The associated of Kasabach-merritt syndrome with a giant liver hemangioma cause serious coagulation disorders, which presents thrombocytopenia, hemolytic anemia, prolonged prothrombin time and  hypofibrinogenemia, this association is rare in adults patients  and most report adults patients are single case report [1]. Treatments are liver resection, enucleation and liver transplantation. Abnormalities in hematological and coagulative systems can return to normal after operation, A total of 17 cases were reported, with a mean age of 49.8 years (27–83 years). The size of the hemangioma was an average of 23.4cm [2-4].

A 46 years old woman without estrogen therapy was presented to the emergency department for abdominal pain in the right hypochondrium with feeling of abdominal heaviness and generalized mucocutaneous pallor, a computed tomography scan objectified an hepatomegaly by the presence of a well limited tissue formation tacking the contrast delimiting a central hypo dense zone occupying all the right liver, mensuration’s was 29cm × 17.86cm × 16.21cm (Figure 1).

She had a coagulation disorders of thrombocytopenia at 160 /mm³, anemia at 7g/L, prolonged prothrombin time at 74 %, and hypofibrinogenemia 69 mg/ld., D-dimers was very high at 10500 ?g/L for a normal at 500 ?g/L, factor V at 65 %, Liver enzymes were normal, tumors markers (ACE, CA19, 9, aplhafoeotprotein) were normal too and her albumin level was 30 g/l. In view of the size of the lesion and of the low hepatic volume remaining after hepatectomy an associated liver partition and portal right vein ligation for staged hepatectomy was done. Abnormalities in hematological and coagulative systems were improved after ligation and returned to normal after hepatectomy (Figures 2 and 3).

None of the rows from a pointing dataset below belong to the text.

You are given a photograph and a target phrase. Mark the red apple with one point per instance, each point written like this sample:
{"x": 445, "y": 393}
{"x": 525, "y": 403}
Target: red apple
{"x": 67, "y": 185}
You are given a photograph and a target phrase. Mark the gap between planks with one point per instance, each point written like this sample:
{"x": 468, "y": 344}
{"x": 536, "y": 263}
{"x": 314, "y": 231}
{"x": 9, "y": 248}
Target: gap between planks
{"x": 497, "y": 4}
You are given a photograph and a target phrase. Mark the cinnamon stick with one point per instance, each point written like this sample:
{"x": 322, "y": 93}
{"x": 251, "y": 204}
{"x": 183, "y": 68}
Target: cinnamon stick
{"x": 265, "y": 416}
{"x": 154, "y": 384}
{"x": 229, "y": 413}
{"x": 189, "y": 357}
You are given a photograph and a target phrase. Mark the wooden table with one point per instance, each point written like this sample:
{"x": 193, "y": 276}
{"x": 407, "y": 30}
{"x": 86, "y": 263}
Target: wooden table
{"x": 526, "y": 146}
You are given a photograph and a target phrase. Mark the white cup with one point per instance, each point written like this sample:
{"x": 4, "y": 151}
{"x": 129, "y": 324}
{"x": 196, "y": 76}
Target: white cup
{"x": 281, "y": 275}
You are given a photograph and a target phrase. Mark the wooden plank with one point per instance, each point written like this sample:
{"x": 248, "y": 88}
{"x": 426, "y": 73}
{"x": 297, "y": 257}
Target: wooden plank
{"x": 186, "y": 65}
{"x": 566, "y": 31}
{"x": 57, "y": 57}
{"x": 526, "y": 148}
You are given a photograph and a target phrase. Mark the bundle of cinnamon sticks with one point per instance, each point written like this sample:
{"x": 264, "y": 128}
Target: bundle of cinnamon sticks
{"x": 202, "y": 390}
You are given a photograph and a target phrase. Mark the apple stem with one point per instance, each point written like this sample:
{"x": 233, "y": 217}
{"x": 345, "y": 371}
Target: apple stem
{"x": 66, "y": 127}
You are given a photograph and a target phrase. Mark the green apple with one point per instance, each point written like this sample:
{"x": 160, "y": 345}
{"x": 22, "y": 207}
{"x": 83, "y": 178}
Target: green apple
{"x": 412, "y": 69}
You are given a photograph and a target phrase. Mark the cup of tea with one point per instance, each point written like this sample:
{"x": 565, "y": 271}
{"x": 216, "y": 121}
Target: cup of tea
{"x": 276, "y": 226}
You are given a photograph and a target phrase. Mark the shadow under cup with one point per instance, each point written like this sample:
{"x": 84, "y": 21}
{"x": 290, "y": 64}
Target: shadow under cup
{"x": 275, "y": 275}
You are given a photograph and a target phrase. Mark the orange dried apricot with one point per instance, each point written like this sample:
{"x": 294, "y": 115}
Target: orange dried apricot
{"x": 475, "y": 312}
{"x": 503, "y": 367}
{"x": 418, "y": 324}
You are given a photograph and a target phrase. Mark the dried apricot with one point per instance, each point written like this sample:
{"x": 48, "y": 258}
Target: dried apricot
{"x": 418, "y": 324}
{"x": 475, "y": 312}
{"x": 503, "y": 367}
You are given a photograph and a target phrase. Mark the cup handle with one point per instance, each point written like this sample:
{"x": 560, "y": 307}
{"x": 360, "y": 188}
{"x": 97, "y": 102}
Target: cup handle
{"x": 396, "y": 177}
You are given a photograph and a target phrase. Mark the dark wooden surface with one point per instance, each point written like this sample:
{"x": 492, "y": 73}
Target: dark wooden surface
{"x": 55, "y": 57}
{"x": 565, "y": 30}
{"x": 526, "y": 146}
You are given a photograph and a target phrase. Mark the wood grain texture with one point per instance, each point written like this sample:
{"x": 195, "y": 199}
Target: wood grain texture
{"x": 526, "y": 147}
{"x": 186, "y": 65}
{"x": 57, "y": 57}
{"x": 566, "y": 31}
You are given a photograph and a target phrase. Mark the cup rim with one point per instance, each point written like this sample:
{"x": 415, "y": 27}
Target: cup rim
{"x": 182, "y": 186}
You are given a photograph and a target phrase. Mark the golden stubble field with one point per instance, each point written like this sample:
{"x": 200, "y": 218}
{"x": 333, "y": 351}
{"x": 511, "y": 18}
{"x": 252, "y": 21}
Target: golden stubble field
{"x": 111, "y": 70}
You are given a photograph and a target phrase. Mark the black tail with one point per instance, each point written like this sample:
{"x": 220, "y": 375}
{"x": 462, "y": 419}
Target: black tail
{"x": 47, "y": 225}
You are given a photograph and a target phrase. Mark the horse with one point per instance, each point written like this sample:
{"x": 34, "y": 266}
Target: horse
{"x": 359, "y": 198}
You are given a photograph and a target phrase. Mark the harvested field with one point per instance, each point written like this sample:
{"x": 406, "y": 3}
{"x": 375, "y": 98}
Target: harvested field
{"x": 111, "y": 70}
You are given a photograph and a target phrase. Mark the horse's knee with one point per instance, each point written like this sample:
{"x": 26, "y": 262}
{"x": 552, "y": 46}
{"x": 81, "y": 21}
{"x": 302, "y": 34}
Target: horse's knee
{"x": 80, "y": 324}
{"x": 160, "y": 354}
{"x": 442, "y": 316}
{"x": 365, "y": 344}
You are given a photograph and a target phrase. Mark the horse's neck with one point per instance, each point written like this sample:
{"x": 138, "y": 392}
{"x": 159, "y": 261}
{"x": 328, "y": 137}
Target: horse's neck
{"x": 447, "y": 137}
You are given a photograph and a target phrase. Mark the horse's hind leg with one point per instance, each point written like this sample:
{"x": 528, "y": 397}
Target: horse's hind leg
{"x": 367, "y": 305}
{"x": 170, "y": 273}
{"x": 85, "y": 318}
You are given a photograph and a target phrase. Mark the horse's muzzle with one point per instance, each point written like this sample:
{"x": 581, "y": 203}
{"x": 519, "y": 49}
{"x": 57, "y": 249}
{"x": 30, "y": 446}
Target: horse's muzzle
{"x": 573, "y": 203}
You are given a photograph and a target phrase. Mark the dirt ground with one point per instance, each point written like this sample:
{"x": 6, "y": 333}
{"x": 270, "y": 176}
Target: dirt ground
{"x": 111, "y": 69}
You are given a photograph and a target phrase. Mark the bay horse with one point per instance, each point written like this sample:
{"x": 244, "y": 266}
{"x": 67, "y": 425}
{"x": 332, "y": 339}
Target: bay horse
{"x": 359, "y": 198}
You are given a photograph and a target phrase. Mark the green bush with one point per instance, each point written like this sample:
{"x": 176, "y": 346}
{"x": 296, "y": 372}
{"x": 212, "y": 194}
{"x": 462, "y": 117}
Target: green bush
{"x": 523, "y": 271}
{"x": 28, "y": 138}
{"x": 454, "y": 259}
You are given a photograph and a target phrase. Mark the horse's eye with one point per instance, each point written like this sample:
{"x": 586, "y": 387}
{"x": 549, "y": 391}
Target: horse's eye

Hemangioma is the most common benign liver tumor; accounting for 73% of all benign liver tumors [5], however the association with an adult Kasabach-merritt syndrome is too rare, which is more common in children and uncommon in adults, over 30 years only 17 cases was reported in literature. Giant hemangioma is all tumors with size > 10 cm [6], Hemangioma are more common in middle-aged women 49.8 years, the average size was 23.4 cm; a surgical treatment was realized in 73 % of patients [7], For patients with adult Kasabach-Merritt syndrome associated with giant liver hemangioma, intratumor thrombus consumed a large amount of coagulation factors, linked to an abnormal and proliferating endothelium resulting in coagulation disorders and thrombocytopenia, which was a valid indication for surgical treatment [8-10], For patients with Kasabach-Merritt syndrome associated with liver hemangioma, the tumor is usually extremely giant, posing a significant risk during liver resection.

Figure 1: CT images of a patient with Kasabach-Merritt syndrome associated with giant liver hemangioma.

Figure 2:  Preoperative image of giant liver hemangioma occupied all the right liver.